Poppy claps her mouth, as if catching herself, and spins around to where Lucy and I stand. “Oh, dear,” she says. “How thoughtless we are. Might it be important for you two that we marry?”

She’s letting us know, in case we’re concerned, that she will put an end to the Fontana Second-Daughter Curse with a legal marriage certificate, in a way nobody can dispute. I have zero need for this sort of closure. But perhaps Lucy does. I let her answer for us.

“If you marry,” Lucy says, her voice slow and deliberate, “just to disprove some effed-up, whack-a-doodle curse that never was, I, for one, will not be attending the wedding.”



* * *





It’s November third, a warm, overcast Saturday, and we’re sitting at a table in the hospital courtyard playing Shoot the Moon, a card game Poppy taught us.

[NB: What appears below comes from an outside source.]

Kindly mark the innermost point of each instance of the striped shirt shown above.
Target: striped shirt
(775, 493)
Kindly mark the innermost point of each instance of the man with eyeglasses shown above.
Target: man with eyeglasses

“You had a club in your hand, but you played a spade,” I say to Rico. “No wonder you always win.”

Rico tsks and shakes his head, laugh lines shooting from the corners of his eyes. “You are a poor loser, mein M?dchen.”

My girl. Just like my aunt calls me. He places the cards into a box and reaches beneath the table for his old Leica camera.

“Enough with the pics,” Lucy says, sticking out her tongue as he snaps a picture of her. She yanks the camera from him. “You three,” she says and motions for us to gather.

Poppy comes up on one side of me, Rico on the other, their hands intertwined. Poppy kisses my cheek. I turn to Rico, his blue eyes bright with joy and love.

“Say formaggio!” Lucy says, making me laugh just as she snaps the photo. She sets down the camera and scoots to the edge of her chair.

“Guess what?” she says. “I’ve finally decided what to do with my life. Ready for this?” She mimics a drumroll. “Duh-duh-duh-dah! I want to cut hair. That’s right, I’m not exactly sure when or where, but at some point I’m enrolling in barber school!”

“Marvelous!” Poppy says, clapping her hands.

“So that’s what you’ve been researching on the hospital computer.” I hold out my hand for a fist bump. “That’s awesome, Luce.”

“I emailed all the info to Carol and Vinnie. My mom thinks I should go to cosmetology school instead, but I like cutting men’s hair. I’m not into waxing and facials and all that stuff.”

I cannot believe this is the same girl who once chose her eyeliner over her toothbrush.

“I talked to Grandpa Dolphie about it,” she continues. “He says I can do an apprenticeship in his shop.”

I picture Uncle Dolphie’s forlorn shop, with the opera music and empty chairs. He has no idea what he’s in for. His granddaughter will flip his sleepy shop on its axis, providing a much-needed shot of adrenaline. Uncle Dolphie will complain every step of the way. But deep inside, he’ll love it. Finally, he’ll have a purpose again. His shop—the business he worked so hard to build—will continue on to the next generation. He will not be forgotten. Isn’t that what we all want?

“You’re becoming the character your playwright intended,” Poppy says. “Next year, after you’ve finished barber school and Emilia has completed her novel, we will all celebrate together.”